Estoy seguro que todos hemos cuestionado la existencia de un ser supremo, solo que algunos lo hemos hecho por más tiempo que otros. Es normal, incluso hasta el más creyente o la persona con más fe en la tierra puede admitir que todos tenemos dudas, la diferencia es cómo actuamos ante ellas.

Ante la duda, quienes tienen una fe muy profunda en Dios tratan de aferrarse mucho más a ella, buscando todo tipo de pistas, señales y motivos para creer en él. Mientras tanto, otros mantienen esa duda viva porque el cuestionar todo los ayuda a aprender cada día más.

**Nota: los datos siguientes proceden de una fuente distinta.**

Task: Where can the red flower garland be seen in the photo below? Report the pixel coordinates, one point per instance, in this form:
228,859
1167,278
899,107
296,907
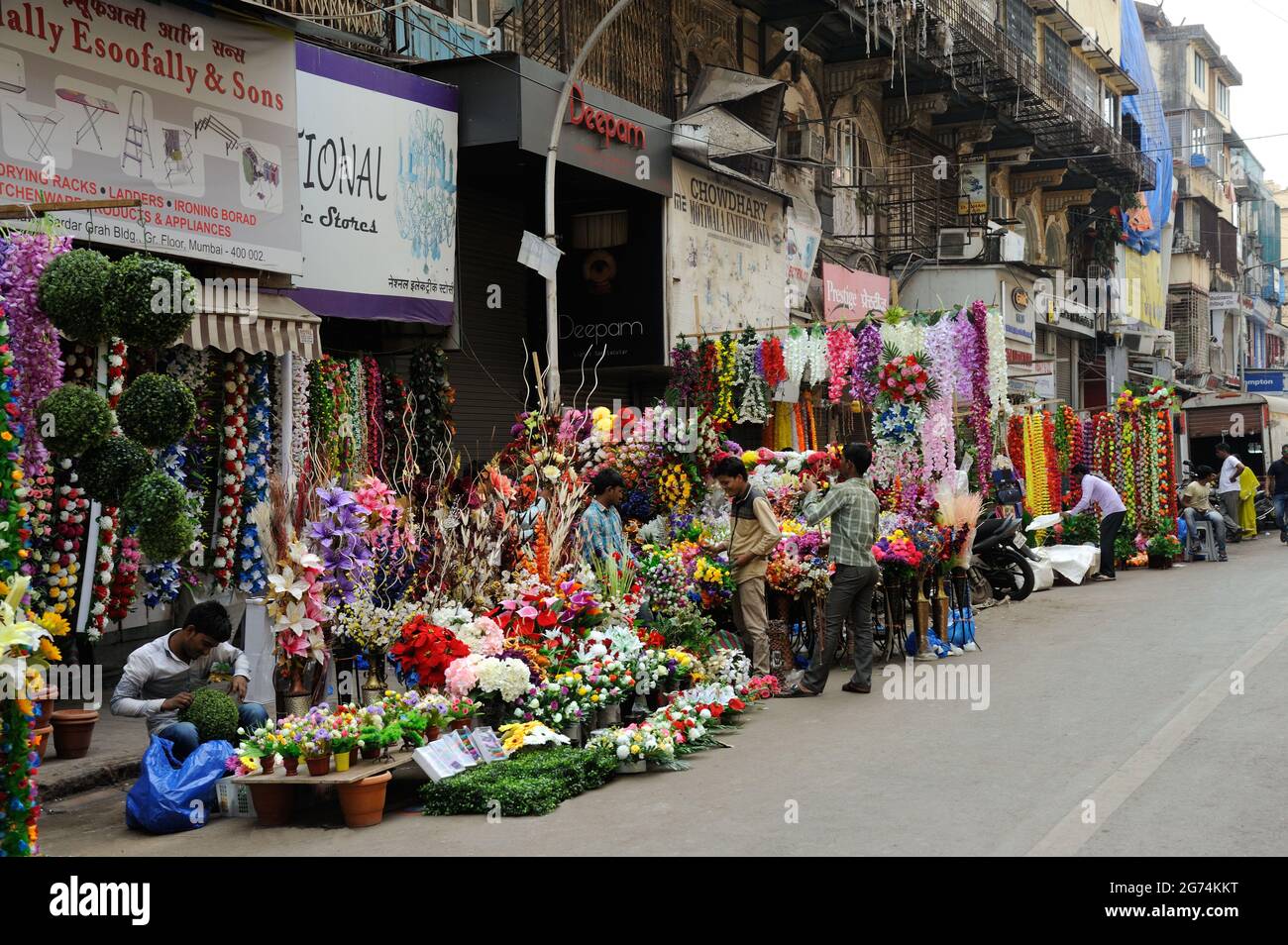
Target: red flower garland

Yo me etiqueté como «ateo» por 17 años. Siempre supe que la palabra «ateo» no era la correcta para definir mi decisión de cuestionar la existencia de Dios, pero era una forma fácil de decir que «no creía». En el camino me hice «objetivista» (la filosofía de Ayn Rand) y más «ateo» me convertí, hasta que decidí no seguir usando más esa palabra y reincorporé «Dios» a mi vocabulario.

En Twitter escribí:

No han sido los creyentes, ni las personas con supuesta «gran fe» los que me han convencido de cuestionar mi «no creencia»; si fuese por ellos, yo debería ser más ateo aún, porque en las religiones hay muchos fanáticos y son peores y más peligrosos de lo que uno se imagina.

Como «Randiano» (que practico la filosofía de Ayn Rand) aprendí que «los sentimientos son inferiores a la razón». El objetivismo comete el grabe error de llamarse a sí mismo «la filosofía ideal para la naturaleza del ser humano», mientras niega a esta naturaleza al querer menospreciar los sentimientos, los cuales son claves en nuestra vida: los seres humanos sentimos y pensamos; ambas son naturales.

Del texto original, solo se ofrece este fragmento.